Centrists I know sound more like West Bank extremists. They favor total eradication of Hamas and are not worried about Palestinian non-combatants. As one of them put it, “I am more concerned about saving the lives of our children than I am about protecting the children of Gaza.”
Meanwhile, I’ve begun to think more like my wife and US President Joe Biden. Israel has already proven that its jets and tanks can destroy Gaza easily enough. What it has yet to demonstrate is that it is wise and restrained enough to see the big picture. Sending tens of thousands of troops into the belly of the beast for a protracted ground war will show the opposite.
Epic failures such as the wars in Afghanistan and Vietnam spring to mind. America lost both wars, ignominiously. Israel can win its war against Hamas. But if it loses some crucial, smaller battles along the way, its big victory may be pyrrhic.
The first battle we must win is on behalf of the hostages, at last count, 210, not including the two American-Israeli women released last Friday. Sending thousands of troops into Gaza will not guarantee the hostages’ rescue. On the contrary, the hostages could all be killed as collateral damage, or executed as outdated bargaining chips.
Judith wants to see more surgical air strikes. She wants Israel’s special forces to work their magic. She doesn’t want to see battalions of our young soldiers entangled in Gaza City’s toxic web. There is no such thing as “once and for all” when it comes to eradicating evil. Sacrificing our young soldiers to help their generals regain some of the self-respect they’ve lost would be heaping more tragedy on our nation’s shoulders.
The second battle we must win is for our nation’s soul. We have enough conventional firepower to turn Gaza City into another Dresden. We have the nuclear capability to reduce it to Hiroshima. We are not barbarians, and we are not a superpower. Our tradition sets us apart as a lamp unto the other nations of the world, even if they don’t tend to acknowledge that. We are the children of Israel, not the Amalekites or the Nazis.

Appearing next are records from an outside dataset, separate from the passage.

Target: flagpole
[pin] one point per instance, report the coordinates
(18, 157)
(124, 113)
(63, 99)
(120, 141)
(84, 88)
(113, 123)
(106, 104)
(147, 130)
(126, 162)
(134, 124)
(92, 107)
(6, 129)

The children of Gaza are hostages of Hamas. We should not reduce them to collateral damage. I have come to support my wife’s position, because it seems the most rational and moral option we have. Grant the air and special ops forces more time. Hold back the battalions.
Meanwhile, let’s seal off the border again and not allow one more truckload of humanitarian aid into Gaza until Hamas releases ALL of the hostages. I’m not sure Judith will accept that compromise position in lieu of an invasion.
Undoubtedly, we’ll keep arguing, as we both hope for a speedy end to the war.